I have a current brand light that holds 2 combo bulbs. I currently have a dual actinic (420 & 460) and a dual daylight (10,000K). The daylight needs to be changed. When I went to the pet store that i buy my supplies from (that I even bought this light from) they said they are no longer carrying the 10,000K daylight bulbs. He suggested I put in 2 50/50 (blue and daylight). 

My question is what's the benefit of getting rid of the red for an additional blue?

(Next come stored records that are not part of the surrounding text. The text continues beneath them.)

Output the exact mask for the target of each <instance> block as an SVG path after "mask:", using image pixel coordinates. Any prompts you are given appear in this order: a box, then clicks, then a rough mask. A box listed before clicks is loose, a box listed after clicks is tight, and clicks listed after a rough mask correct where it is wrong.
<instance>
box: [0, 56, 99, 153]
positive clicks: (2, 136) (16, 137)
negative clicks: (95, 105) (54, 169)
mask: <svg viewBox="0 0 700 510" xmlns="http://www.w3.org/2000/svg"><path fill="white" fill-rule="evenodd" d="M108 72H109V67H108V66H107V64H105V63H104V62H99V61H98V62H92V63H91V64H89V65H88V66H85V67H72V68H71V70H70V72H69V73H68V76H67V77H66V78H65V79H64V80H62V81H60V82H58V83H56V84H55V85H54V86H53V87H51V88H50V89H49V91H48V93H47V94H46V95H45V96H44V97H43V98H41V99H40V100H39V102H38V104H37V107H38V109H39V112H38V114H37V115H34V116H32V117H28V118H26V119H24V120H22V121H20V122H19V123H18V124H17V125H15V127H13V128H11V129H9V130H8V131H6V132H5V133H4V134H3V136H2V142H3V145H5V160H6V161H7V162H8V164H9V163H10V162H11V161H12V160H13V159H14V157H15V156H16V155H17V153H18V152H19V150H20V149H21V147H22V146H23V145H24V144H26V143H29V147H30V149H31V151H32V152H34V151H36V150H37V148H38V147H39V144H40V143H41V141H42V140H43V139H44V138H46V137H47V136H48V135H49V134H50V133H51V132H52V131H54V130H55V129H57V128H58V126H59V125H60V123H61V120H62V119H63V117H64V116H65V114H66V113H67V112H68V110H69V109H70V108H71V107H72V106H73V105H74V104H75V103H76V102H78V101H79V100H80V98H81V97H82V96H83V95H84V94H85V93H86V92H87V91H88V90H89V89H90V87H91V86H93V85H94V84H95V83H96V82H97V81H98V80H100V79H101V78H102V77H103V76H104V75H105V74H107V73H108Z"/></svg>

I understand that blue penetrates the water better, however, I thought the red part of the dual actinic was suppose to be a spectrum that isn't visible to the human eye but is beneficial to the fish.


----------



## APoirier594 (Jan 25, 2009)

IDK anything about red lighting. But i have a 12g aqua-pod and it has 1-27W square pin Dual Daylight 6700°K/10000°K Daylight bulb, 1-27W square pin Dual Actinic 420nm/460nm Actinic bulb, 2 blue LED lights, one of them is the blue bulb and it works fine, but i have never used red bulbs for a reef tank, or any fish for that matter


----------



## archer772 (Nov 8, 2008)

First off what is the wattage of the bulbs and are they straight pin or square pin. Where are you getting the red light from 10k's should be a crisp white with most of the wave lengths in the yellow to blue range I believe. I like running daylights and actincs but not 50/50 bulbs because it gives you better dawn and dusk lighting at least IMO


----------



## heathershill (Jan 27, 2009)

96k for all 4, square pin

I call it red, but that's just my generic way of differentiating the bulbs. The 'red' is the second half of the dual actinic (420) so when it's lit up it doesn't give off much visible light, but if you look at it next to the blue it has a red/pink tint to it. It's the way the dual actinics I buy have always been, and I was under the impression that the 'red/invisible' light was important to fish and invertebrates. But if that's the case I don't understand why my supplier would no longer want to carry them. It would seem by switching to all white and blue (10,000K daylight & 460nm actinic) the environment would be lacking beneficial light.


----------